Gunung Sadeng, gunung kapur di Kecamatan Puger, Kabupaten Jember, Jawa Timur, longsor, Senin (25/3/2019). Akibat peristiwa itu, satu orang hilang, dua orang terluka, dan enam kendaraan berat tertimbun.
Oleh
ANGGER PUTRANTO
·3 menit baca
BANYUWANGI, KOMPAS — Gunung Sadeng, gunung kapur di Kecamatan Puger, Kabupaten Jember, Jawa Timur, longsor, Senin (25/3/2019). Akibat peristiwa itu, satu orang hilang, dua orang terluka, dan enam kendaraan berat tertimbun.
Peristiwa itu terjadi sekitar pukul 07.00. Gunung kapur yang longsor itu merupakan lokasi penambangan. Sejumlah perusahaan melakukan penambangan di daerah itu untuk memenuhi kebutuhan industri semen.
Hal itu disampaikan Kepala Seksi Kedaruratan Badan Penanggulangan Bencana Daerah (BPBD) Jember Asrah Joyo Widono ketika dihubungi dari Banyuwangi, Senin. ”Longsornya gunung kapur di Kecamatan Puger mengakibatkan Sucipto (45) hilang dan diduga tewas tertimbun reruntuhan. Sementara Ucok (29) dan Hasan (28) mengalami luka-luka akibat kejadian itu,” ujarnya.
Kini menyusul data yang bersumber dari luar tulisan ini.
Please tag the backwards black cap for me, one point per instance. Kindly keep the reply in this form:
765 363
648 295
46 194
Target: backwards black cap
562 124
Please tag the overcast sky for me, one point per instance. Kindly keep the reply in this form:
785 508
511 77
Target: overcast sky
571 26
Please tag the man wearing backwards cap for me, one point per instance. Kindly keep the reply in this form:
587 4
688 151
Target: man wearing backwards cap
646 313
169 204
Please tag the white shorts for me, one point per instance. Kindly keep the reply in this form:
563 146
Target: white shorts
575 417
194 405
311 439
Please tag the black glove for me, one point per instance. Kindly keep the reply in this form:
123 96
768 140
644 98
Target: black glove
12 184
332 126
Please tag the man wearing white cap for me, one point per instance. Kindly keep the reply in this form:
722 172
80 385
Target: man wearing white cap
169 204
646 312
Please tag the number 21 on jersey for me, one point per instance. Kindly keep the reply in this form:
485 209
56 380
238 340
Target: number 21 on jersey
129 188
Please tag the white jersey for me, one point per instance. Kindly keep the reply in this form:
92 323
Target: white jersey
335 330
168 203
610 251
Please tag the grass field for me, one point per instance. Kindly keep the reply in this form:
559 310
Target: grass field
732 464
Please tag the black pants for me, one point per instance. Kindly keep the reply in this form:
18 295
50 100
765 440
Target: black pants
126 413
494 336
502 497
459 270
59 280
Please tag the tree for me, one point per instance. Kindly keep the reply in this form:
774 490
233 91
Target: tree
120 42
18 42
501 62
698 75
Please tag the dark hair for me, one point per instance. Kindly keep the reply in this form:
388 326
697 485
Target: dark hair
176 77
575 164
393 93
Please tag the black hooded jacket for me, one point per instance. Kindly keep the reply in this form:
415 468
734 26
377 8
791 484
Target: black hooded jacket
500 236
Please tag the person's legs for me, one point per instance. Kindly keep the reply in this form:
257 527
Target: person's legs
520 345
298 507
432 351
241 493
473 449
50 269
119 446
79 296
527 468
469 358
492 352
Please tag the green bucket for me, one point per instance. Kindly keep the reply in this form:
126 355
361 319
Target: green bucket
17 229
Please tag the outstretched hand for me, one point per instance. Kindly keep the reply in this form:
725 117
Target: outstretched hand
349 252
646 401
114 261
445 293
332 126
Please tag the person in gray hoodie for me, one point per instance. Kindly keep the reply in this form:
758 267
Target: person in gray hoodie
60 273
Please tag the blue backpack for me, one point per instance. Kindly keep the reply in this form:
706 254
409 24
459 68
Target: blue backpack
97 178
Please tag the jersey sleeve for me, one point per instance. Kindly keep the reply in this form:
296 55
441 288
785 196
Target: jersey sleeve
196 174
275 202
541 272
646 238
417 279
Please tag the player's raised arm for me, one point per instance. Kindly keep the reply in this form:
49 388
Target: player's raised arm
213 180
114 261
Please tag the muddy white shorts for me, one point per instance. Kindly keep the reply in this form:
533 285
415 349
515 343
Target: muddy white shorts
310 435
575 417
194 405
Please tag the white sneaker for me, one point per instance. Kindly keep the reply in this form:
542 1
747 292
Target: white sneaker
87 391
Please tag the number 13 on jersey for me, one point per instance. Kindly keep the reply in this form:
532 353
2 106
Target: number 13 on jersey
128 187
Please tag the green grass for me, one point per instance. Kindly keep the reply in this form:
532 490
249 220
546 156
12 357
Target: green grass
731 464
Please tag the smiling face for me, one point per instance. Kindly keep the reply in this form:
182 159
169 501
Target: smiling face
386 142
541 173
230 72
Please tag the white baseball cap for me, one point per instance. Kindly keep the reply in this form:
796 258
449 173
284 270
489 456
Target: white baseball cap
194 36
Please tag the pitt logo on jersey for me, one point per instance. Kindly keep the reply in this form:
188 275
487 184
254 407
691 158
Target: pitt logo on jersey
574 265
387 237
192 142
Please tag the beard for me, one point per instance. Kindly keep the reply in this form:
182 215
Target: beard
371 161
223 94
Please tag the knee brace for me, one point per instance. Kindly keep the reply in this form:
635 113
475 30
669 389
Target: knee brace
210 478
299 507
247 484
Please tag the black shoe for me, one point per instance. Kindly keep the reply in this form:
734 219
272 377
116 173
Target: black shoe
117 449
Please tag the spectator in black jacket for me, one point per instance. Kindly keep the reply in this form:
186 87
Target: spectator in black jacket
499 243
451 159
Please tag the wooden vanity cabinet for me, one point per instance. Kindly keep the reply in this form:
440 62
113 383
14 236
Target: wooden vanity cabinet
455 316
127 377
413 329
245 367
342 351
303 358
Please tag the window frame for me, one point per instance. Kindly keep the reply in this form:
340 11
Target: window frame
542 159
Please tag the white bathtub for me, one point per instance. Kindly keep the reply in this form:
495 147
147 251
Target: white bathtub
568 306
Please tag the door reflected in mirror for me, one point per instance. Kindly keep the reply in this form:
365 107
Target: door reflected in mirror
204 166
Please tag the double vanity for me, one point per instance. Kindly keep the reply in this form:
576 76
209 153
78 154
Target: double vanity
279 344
Asrah mengatakan, longsor terjadi saat sejumlah petambang sedang beraktivitas di lokasi kejadian. Tinggin tebing gunung yang longsor itu sekitar 20 meter dengan lebar 10 meter.
Hingga Senin Sore belum diketahui penyebab gunung kapur itu longsor. Hal itu masih diselidiki BPBD dan Kepolisian Resor Jember.
BPBD Jember, lanjut Asrah, terus melakukan upaya pencarian terhadap Sucipto dan enam kendaraan yang tertimbun. Proses evakuasi dilakukan dengan mengerahkan sejumlah alat berat.
Muhammad Syarifudin, warga Puger, mengakui Gunung Sadeng yang melintang dari utara ke selatan itu merupakan wilayah penambangan terbuka. Sejumlah perusahaan melakukan aktivitas penambangan di gunung itu.
”Beberapa perusahaan semen dan perusahaan tambang mineral melakukan aktivitas tambang di sana. Hampir di seluruh sisi gunung ada aktivitas tambang,” ungkapnya.
Ulil Albab, warga lain, juga mengeluhkan keberadaan tambang di Puger. Menurut dia, penambangan yang biasa menggunakan peledak itu sangat mengganggu dan meresahkan warga.
”Banyak aktivitas tambang menggunakan bom. Hal itu tentu mengganggu kenyamanan warga. Penambangan juga menyisakan polusi udara karena debu dan asapnya. Jalan desa juga jadi rusak karena pertambangan,” ujarnya.
Warga, lanjut Syarifudin, sudah pernah menolak keberadaan tambang itu. Namun, aktivitas tambang masih tetap ada. Ia berharap peristiwa longsor itu menjadi momentum untuk menutup aktivitas tambang di sana.
Dilihat dari kondisinya, lereng yang longsor itu memang sangat curam. Kemiringannya lebih dari 45 derajat.
Dosen Fakultas Teknik Universitas Jember, Yanuar Feri Irawan, menilai, longsor di Gunung Sadeng diakibatkan penambangan yang tidak memperhatikan kondisi lereng. Menurut dia, kondisi lereng yang terlalu curam sangat membahayakan aktivitas tambang.
”Dilihat dari kondisinya, lereng yang longsor itu memang sangat curam. Kemiringannya lebih dari 45 derajat. Kondisi itu sangat rawan longsor. Gunung kapur yang memiliki rekahan kalau terkena air mudah terjadi leaching (proses pemisahan zat yang dapat melarut),” ungkapnya.
Rekahan kecil itu jika terkena air akan menghasilkan rekahan yang semakin besar. Hal itu semakin diperparah dengan jenis batu kapur yang mudah terlepas karena tidak memiliki daya ikat yang kuat.
Yanuar juga tidak merekomendasikan penambangan menggunakan sistem peledakan. Sistem tersebut jika dilakukan dalam kondisi lereng yang curam justru meningkatkan potensi rawan longsor.